Extended Data Fig. 2. Visual Analogue Scores by feature and participant.

a-h. VAS scores out of 10 for itch, pain, erythema, swelling, malaise, myalgia, fever and nausea. Data shown as mean and range for all participants with positive bite (n=11). i-r. Summed VAS scores for each participant. Data shown as total score out of 80.

Extended Data Fig. 3. IHC staining for immune cells populations.

a-g. IHC (yellow) for CD4 (a), CD8 (b), CD68 (c), CD14 (d), CD20 (e), CD66b (f) and Leishmania OPB (g). Left and right images correspond to boxed areas of images shown in Fig. 4a right. Images are for a single participant (LC001) and pair wise staining was performed on serial sections. Scale bar in all images represents 0.2 mm.
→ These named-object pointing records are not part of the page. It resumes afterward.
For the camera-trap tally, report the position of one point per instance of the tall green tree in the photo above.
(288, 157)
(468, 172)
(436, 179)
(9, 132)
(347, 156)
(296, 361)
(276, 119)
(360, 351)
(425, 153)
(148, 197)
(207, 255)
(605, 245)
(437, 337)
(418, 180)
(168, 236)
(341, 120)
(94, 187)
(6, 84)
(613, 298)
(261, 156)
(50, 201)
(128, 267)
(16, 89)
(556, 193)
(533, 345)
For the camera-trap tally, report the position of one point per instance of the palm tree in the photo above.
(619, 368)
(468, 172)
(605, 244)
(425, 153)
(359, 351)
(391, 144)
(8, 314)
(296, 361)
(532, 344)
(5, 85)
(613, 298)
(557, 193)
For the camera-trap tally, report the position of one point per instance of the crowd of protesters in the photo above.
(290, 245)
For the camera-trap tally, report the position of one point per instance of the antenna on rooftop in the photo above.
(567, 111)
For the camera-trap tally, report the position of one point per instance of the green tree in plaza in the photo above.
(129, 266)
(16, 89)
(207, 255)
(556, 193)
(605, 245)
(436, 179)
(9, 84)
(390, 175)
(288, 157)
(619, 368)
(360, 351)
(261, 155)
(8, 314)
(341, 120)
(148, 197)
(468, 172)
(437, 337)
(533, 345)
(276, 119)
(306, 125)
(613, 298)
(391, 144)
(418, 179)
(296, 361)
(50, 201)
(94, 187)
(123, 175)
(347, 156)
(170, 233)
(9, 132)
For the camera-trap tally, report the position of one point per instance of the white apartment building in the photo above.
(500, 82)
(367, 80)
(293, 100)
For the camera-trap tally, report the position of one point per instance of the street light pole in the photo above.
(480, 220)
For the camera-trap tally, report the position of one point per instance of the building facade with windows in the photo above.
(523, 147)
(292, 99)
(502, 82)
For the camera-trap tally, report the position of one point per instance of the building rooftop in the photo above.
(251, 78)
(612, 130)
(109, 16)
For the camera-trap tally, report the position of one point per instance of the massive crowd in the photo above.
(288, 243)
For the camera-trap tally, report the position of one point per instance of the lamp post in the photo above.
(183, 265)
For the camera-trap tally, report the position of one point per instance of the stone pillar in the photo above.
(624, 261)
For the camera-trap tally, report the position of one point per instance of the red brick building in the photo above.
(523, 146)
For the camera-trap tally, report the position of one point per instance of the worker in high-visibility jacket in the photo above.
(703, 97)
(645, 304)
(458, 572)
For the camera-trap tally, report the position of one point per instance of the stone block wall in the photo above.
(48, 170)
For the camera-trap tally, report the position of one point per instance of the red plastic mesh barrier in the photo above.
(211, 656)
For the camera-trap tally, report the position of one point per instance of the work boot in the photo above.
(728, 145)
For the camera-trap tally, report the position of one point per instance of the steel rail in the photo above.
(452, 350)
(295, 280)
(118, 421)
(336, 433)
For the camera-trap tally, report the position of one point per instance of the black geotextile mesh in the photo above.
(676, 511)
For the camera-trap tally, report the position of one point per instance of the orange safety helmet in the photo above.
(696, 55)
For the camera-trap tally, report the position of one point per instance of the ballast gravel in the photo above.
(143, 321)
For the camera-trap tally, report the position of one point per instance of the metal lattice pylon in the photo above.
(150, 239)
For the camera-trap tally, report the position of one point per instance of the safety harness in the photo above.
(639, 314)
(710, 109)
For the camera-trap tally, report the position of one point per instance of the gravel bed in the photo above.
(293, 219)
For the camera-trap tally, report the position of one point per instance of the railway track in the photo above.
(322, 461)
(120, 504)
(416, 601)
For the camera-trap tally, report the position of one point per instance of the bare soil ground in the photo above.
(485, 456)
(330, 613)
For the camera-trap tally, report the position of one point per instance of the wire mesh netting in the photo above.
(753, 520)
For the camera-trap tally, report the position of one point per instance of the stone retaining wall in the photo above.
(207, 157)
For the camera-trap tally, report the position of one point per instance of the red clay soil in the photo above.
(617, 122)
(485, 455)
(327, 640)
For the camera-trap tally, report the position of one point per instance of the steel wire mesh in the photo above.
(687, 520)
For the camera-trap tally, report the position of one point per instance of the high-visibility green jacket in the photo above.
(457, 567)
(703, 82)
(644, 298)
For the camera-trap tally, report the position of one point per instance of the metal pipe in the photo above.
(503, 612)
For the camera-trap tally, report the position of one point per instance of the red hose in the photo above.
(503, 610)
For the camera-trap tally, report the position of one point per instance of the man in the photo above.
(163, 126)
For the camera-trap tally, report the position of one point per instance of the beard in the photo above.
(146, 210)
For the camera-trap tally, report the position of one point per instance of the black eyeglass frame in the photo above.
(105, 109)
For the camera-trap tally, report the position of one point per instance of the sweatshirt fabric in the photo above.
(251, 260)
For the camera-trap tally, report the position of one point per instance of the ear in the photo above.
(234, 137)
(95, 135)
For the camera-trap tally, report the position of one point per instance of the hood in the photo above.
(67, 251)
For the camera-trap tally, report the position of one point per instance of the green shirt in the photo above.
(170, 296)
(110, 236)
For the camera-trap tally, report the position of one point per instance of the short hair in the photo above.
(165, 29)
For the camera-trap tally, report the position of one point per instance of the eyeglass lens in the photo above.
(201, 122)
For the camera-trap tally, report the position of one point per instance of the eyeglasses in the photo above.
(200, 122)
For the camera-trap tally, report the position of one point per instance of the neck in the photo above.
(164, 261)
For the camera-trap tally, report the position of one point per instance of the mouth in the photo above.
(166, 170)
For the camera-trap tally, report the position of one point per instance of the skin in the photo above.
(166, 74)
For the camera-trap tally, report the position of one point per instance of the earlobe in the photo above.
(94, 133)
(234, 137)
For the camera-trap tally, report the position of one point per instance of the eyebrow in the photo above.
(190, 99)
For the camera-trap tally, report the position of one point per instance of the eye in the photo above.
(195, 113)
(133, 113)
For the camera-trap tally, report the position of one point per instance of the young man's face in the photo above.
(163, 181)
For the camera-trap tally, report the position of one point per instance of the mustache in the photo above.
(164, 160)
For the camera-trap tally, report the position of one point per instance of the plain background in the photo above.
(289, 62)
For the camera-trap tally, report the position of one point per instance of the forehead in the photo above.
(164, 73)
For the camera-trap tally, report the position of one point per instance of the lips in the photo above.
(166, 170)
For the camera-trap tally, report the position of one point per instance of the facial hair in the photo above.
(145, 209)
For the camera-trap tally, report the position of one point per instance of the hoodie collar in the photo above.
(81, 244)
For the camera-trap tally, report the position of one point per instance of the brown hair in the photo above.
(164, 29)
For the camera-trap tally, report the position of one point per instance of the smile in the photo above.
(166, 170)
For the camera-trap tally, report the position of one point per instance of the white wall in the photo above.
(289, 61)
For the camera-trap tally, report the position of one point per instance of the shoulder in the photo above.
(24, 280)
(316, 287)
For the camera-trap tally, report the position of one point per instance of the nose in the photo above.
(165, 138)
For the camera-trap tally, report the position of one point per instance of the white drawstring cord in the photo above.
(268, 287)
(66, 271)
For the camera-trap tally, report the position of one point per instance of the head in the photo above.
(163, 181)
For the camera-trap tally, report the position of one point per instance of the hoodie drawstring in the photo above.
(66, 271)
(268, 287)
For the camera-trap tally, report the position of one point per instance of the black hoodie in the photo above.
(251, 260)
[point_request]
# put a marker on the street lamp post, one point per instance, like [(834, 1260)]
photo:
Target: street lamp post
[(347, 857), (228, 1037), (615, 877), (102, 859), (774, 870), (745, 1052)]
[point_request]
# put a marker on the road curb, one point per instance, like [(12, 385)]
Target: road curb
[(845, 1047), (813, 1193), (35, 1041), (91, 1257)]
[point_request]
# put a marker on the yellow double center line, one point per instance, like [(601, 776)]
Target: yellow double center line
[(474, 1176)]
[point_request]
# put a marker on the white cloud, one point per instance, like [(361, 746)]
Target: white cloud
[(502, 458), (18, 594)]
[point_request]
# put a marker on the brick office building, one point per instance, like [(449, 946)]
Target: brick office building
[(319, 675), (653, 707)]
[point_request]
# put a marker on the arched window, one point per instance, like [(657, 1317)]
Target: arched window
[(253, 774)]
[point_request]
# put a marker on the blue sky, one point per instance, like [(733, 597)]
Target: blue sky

Extended Data Fig. 4. Visium spatial maps of CL lesions.

a, heat map representation of top 5 genes representing clusters 0–12 in Fig. 5a and 5b. b, tSNE representation of clusters by lesion vs adjacent tissue. c, tSNE representation showing overlays for all samples studied. d-f, spatial mapping of clusters for all sections studied for participant LC003 (d), LC001 (e) and LC008 (f).

Extended Data Fig. 5. Localisation of select mRNA and predicted cell types.

a, feature maps showing location of mRNA LOR, KRT5, LYZ, S100A2, TNF, IFNG, IL10 and IL1B. b, Feature maps showing cell2location-predicted cells types by abundance for monocytes (Mono), myeloid dendritic cells 2 (DC2), macrophages 2 (Macro2), fibroblasts 1 (F1), cytotoxic T cells (Tc), helper T cells (Th) and regulatory T cells (Treg).